Was Stresshormone dabei für eine Rolle spielen

 

Sind wir unter Stress, baut der Körper automatisch vor und schaltet in den "Flucht-Kampf-Bewegungsmodus". Eigentlich ein sehr wichtiger "Reflex" unsereres Körpers, sonst könnten wir bei Gefahr nicht adäquat reagieren. Doch in diesen Momenten werden allerhand Stresshormone wie z. B. Adrenalin, Cortisol produziert. Noradrenalin und Dopamin sinken ab, Serotonin wird stärker verbraucht, der Spiegel sinkt ebenfalls ab, was die Müdigkeit ausmacht. Insgesamt sind die Botenstoffe nicht mehr im Gleichgewicht, wobei ja jedes einzelne Hormon eine wichtige Rolle spielt. 

 

Die Folgen können z. B. Schlafstörungen, Konzentrationsstörungen, Vergesslichkeit, Müdigkeit, Antriebslosigkeit, Kopfschmerzen, Depression oder Angststörungen sein. Das ist der destruktive Cocktail, der den Körper langfristig zum Ausbrennen bringt. Bei dem einen früher, beim anderen später.

 

Was Sie rechtzeitig dagegen tun können

 

Ich dachte lange, dass ich dagegen unbedingt Entspannung brauche. Ja, auch.

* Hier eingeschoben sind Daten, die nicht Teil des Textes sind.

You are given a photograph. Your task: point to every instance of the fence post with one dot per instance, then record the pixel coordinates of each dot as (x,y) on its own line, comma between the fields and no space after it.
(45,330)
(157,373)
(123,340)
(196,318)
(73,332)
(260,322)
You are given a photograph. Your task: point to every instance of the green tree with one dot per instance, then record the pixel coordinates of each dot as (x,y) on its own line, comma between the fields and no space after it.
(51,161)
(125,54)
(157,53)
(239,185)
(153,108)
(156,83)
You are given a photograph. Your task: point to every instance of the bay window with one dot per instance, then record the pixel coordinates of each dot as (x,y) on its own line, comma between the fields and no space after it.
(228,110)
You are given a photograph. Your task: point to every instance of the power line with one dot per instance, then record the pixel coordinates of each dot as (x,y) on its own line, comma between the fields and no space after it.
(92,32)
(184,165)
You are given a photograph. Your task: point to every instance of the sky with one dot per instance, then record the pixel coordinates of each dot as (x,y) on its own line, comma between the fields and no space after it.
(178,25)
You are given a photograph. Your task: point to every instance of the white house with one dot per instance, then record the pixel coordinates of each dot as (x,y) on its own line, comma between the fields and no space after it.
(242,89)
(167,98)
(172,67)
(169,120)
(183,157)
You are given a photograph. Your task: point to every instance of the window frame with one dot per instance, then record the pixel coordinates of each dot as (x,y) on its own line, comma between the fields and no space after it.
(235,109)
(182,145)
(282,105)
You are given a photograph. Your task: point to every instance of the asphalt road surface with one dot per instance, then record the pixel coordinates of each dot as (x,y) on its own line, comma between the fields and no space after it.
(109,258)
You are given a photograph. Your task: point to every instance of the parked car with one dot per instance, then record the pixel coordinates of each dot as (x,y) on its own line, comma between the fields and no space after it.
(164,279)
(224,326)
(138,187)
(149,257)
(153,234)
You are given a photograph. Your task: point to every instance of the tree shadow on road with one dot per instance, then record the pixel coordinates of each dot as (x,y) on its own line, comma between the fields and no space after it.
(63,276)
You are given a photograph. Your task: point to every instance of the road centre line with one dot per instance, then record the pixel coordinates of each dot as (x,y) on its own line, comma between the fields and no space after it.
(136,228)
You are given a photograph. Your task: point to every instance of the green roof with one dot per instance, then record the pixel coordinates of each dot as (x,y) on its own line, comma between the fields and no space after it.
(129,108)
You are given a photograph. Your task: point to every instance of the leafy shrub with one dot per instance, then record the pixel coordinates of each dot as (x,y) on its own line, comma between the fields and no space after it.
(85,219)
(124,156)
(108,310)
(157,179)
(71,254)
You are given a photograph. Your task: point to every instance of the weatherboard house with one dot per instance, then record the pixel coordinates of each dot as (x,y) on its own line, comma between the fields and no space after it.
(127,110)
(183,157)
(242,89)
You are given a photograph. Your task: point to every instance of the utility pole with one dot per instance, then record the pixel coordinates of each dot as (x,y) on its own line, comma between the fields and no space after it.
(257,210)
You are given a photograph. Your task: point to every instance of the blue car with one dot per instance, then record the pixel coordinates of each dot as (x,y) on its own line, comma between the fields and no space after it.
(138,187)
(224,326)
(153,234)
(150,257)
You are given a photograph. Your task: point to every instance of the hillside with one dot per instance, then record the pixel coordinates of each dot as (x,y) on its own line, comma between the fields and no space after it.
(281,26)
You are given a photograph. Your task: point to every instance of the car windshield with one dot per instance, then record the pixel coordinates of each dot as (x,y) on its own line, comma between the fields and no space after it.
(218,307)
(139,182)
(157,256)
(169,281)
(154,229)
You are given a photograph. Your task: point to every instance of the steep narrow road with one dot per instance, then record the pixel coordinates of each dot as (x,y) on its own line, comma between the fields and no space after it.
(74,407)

Aber in erster Linie hilft Bewegung, weil dabei die Stresshormone, die zu viel und in zu hoher Konzentration im Körper sind, durch Bewegung abgebaut werden.

 

Natürlich hilft auch Entspannung, denn durch die hohe Muskelanspannung entstehen vielfach Rückenschmerzen, starke Verspannungen der Schulter, Arme und des Rückens insgesamt. Mit Bewegung ist keineswegs immer Sport gemeint, wenn das einige abschreckt. Es hilft schon, wenn Sie anfangen, ein paar mehr Bewegungseinheiten einzuplanen, wie z. B. mehr Treppen als den Fahrstuhl nehmen, mehr das Fahrrad als ständig das Auto. 

 

Was noch hilfreich unterstützt Stress abzubauen

  1. ein gutes Zeitmanagement
  2. öfter Nein sagen und Grenzen setzen
  3. Prioritäten setzen, to do Liste führen
  4. Zeit für sich einplanen, Freunde treffen
  5. Aktivitäten zum Auftanken
  6. Atemtechniken, gezielte Entspannung
  7. absolute Ruhe, Zeit ohne Handy & Co.
  8. Dinge ganz bewusst genießen
  9. darauf achten, was einem gut tut

Und, was ich auch nicht wusste, dass vermehrtes Wasser trinken auch schon sehr entlastend für den Körper ist. Dazu noch Magnesium, damit dem Körper wieder etwas zugeführt bekommt, was auch unter Stress verstärkt abgebaut wird. Stress wirkt sich nicht nur körperlich, sondern auf den Geist und die Seele aus und hinterlässt seine Spuren. Ach, Sie kennen das alles schon? Setzen Sie denn bereits ein Gegenprogramm um? Fangen Sie an, ganzheitlich für sich etwas zu tun, beugen Sie vor und tun Sie sich Gutes!